Today is a big day and sure to be a curious one for your pets because there are some new and exciting things going on all at the same time. There is sure to be candy, and lot of it. Did you know that Xylitol, a popular artificial sweetener found in candies and chewing gum for diabetics is lethal to your dog? It is also found in sugar-free candies and gums, breath mints, baked good, cough syrups, children’s chewable vitamins, mouthwash and toothpastes. It is EXTREMELY toxic to dogs even in the smallest of doses, and signs of trouble can occur as rapidly as 15-30 minutes of ingestion.
Every girl loves to get flowers! Flowers are big on Valentine’s Day, they are very pretty and smell very nice. There are some flowers, however, that can make your pet’s tummy sick. A common flower often bundled in floral arrangements on Valentine’s Day is Baby’s Breath and Carnations. Pets love to eat strange things and these two flowers, while not the most toxic on the list, can give us a really bad tummy ache. Daffodils, lilies, tulips, and narcissus–all bulb plants–have the highest concentration of toxins in bulb, so if you have a pet that likes to dig you may want to redesign your flower beds.

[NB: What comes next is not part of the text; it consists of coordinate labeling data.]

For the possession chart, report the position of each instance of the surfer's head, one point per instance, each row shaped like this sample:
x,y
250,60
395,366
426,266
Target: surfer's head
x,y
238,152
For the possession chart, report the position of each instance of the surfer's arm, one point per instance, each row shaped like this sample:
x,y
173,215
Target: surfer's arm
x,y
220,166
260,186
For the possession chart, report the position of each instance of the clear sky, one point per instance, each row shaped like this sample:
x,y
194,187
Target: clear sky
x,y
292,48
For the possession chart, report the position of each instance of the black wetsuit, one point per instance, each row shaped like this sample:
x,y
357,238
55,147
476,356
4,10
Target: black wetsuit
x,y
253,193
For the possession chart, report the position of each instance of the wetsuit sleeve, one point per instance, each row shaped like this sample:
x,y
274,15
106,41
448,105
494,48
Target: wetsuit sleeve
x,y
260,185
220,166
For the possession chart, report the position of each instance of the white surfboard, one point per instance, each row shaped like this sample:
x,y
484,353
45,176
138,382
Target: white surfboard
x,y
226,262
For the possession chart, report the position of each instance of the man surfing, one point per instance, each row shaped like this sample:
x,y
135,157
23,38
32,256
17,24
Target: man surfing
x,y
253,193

Dinner by candle light? Heck yeah! But before you retire make sure you blow out those candles. Curious pets looking for a left-behind morsel to eat can knock over a burning candle and set a different kind of fire that will ruin your evening.

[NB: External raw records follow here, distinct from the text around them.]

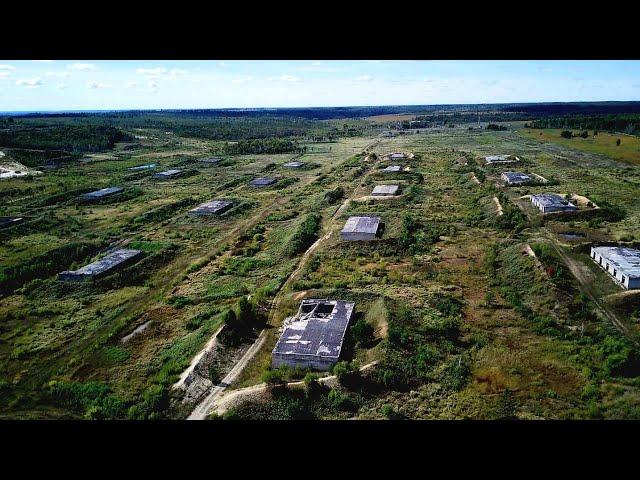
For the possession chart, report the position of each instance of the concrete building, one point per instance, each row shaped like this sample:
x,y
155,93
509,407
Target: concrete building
x,y
99,194
384,190
213,207
9,221
293,165
143,167
106,264
313,337
360,228
622,263
551,202
262,182
515,178
168,174
496,159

There is a lot of last-minute shopping and gift bag filling going on around my house right now; we have an adoption event for Southern California Pomeranian Rescue on the Sunday after Valentine’s Day and Mommy wants to have a Valentine gift for all the volunteers that help us. The table is covered with gift wrap, ribbons, cellophane wrap, gift bags, cards and stickers. Oh boy, what curious puppy wouldn’t find that a fun thing to play with! Be sure to keep this out of the reach of pets so you don’t end up at the Animal ER after one of them has swallowed down about 3 ft of curling ribbon!
What’s bigger than chocolate at Valentine’s Day? More chocolate of course! Chocolate is not for dogs, though, and is extremely toxic. Just because the lid is on the box, and the box is wrapped, don’t think that we can’t smell that there is chocolate inside, and we will just tear that box up to get it–and get very sick. Keep that box out of the reach of your pets, please! The best place is in the refrigerator anyway!

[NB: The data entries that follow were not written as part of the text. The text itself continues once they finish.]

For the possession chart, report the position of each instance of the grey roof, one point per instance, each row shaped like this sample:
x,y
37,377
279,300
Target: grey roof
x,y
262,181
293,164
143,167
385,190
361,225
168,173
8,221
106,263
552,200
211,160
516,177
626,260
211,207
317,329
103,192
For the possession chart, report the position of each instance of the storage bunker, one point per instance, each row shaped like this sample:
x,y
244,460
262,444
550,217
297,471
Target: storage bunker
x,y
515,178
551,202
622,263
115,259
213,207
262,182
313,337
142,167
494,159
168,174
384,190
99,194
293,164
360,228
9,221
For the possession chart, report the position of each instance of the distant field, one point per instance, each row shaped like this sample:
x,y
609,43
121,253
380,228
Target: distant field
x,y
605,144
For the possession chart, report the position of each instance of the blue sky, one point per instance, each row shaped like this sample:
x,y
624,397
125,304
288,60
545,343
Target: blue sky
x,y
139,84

If you think you may have a pet poisoning emergency, you can call the Pet Poison Helpline at 1-800-213-6680 for help 24 hrs a day, 7 days a week, and get help. There is even an iPhone App that you can get for $1.99 from iTunes (see their website for information). It will help immensely if you have the packaging or the wrapper from the item that your pet has eaten so you can tell them the brand or give them a description of what it was, perhaps even the ingredients. Keep this telephone number with your other emergency telephone numbers. Mommy has just tested the number to make sure it is still a current and valid number (it is) and now has it logged into her cell phone contacts list.
Happy Valentine’s Day to all of my furrends and readers, be aware and be safe!